Select … From … Group By …

Relational model versus Semantic arrays dml

The Select … From … Group By dml statement is used to aggregate fields to a new domain-unit.

Assume the following SQL Statement:

Select Town, Sum(Surface) AS TownSurface FROM Appartment GROUP BY Town

This statement can be applied on our relation model, resulting in the following data:

In the GeoDMS the aggregated domain unit first needs to be configured. It can consist of a set of known defined values (e.g. all months of the year or all cities in the region, 1) or be derived from the data (2).

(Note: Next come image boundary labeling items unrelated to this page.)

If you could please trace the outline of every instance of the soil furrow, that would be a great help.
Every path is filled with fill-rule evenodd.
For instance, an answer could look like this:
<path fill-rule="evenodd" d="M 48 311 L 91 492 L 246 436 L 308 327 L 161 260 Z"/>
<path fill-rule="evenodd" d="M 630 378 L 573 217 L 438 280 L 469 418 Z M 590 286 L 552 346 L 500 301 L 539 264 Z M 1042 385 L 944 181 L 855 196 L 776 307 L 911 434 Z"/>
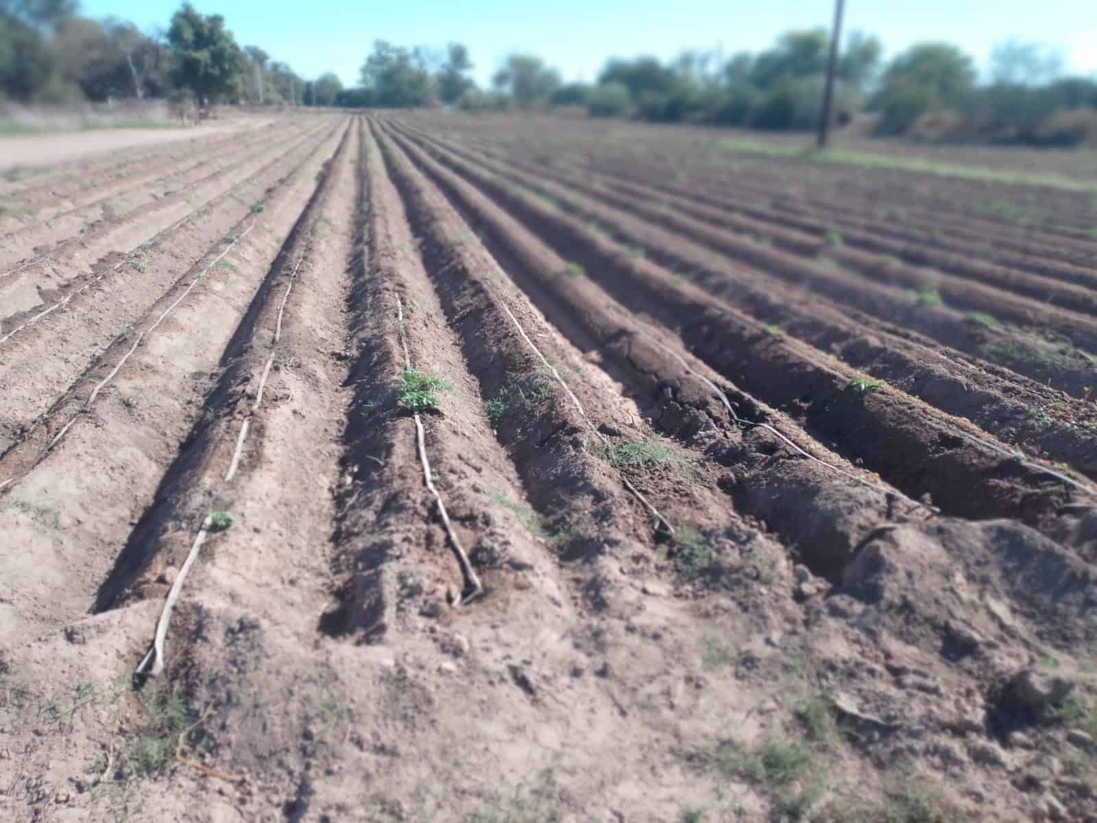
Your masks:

1. unit<uint32> DefinedTownDomain: nrofrows = 3
   {
      attribute<string> values: ['BTown','AVillage','CCity'];
   }
2. unit<uint32> DerivedTownDomain := unique(src/Appartment/Town);

In this article the DefinedTownDomain will be used as aggregated unit.

To aggregate fields from the source (Appartment) domain towards the aggregated (DefinedTownDomain) domain, a relation is needed between these two domains. In the GeoDMS such a relation, also called a partitioning, needs to consist of the index-numbers of the aggregated domain-unit, for each entry in the source domain.

Relations are often made with the rlookup function. This function relates an attribute in the source domain (in our example the attribute: Town) to the values in the aggregated domain and results in the index numbers of the aggregated domain:

attribute<DefinedTownDomain> DefinedTownDomain_rel (src/Appartment) := 
   rlookup(src/Appartment/Town, DefinedTownDomain/Values);

This new attribute has as values-unit the index numbers of the DefinedTownDomain and as domain unit Appartment. The postfix _rel is a naming convention to indicate the result is a relational attribute that can be used to aggregate data from the Appartment domain towards the DefinedTownDomain:

attribute<units/m2> TownSurface (DefinedTownDomain) := sum(src/Appartment/Surface, DefinedTownDomain_rel);

Resulting in the sum of the surfaces of the apartments per town. In CCity there are no apartments, so the result for this entry will be zero.

geographic relations

For aggregations (GROUP BY Statements) relations are needed. These relations can be calculated with the rlookup function, if they can be derived from the source attributes.

In Geographic applications the relation is not always available in the source attributes, but can be derived from a Geographic relation. If the geography of the apartments (points) and of the towns (polygons) is known, the point_in_polygon function can be used to calculate a similar relation.

multiple attributes

Assume the following SQL Statement:

Select ZipCode, Town, Sum(Surface) AS TownSurface FROM Appartment GROUP BY ZipCode, Town

In the GeoDMS, the rlookup and unique functions do not support multiple attributes. Therefore, to configure a SQL Group BY Statement with multiple Group BY fields, first concatenate these into one new attribute(see the distinct) example) and use this new attribute in the rlookup / unique functions.

Select … From … Where … Group By … Having … Order By …

More complex Group By Statements in the GeoDMS are configured in multiple steps (see also Select From Where Order By). Use the following step order:

  1. Define the WHERE Clause with a selection function on the source domain.

  2. Define the GROUP BY relation / aggregation on the selection domain of step 1 towards the aggregated domain (see above).

  3. Define the HAVING Clause with a subset on the aggregated domain. This is done in a similar way as the WHERE clause selection, only on the aggregated domain.

  4. Define the ORDER BY Clause on the subset of the aggregated domain.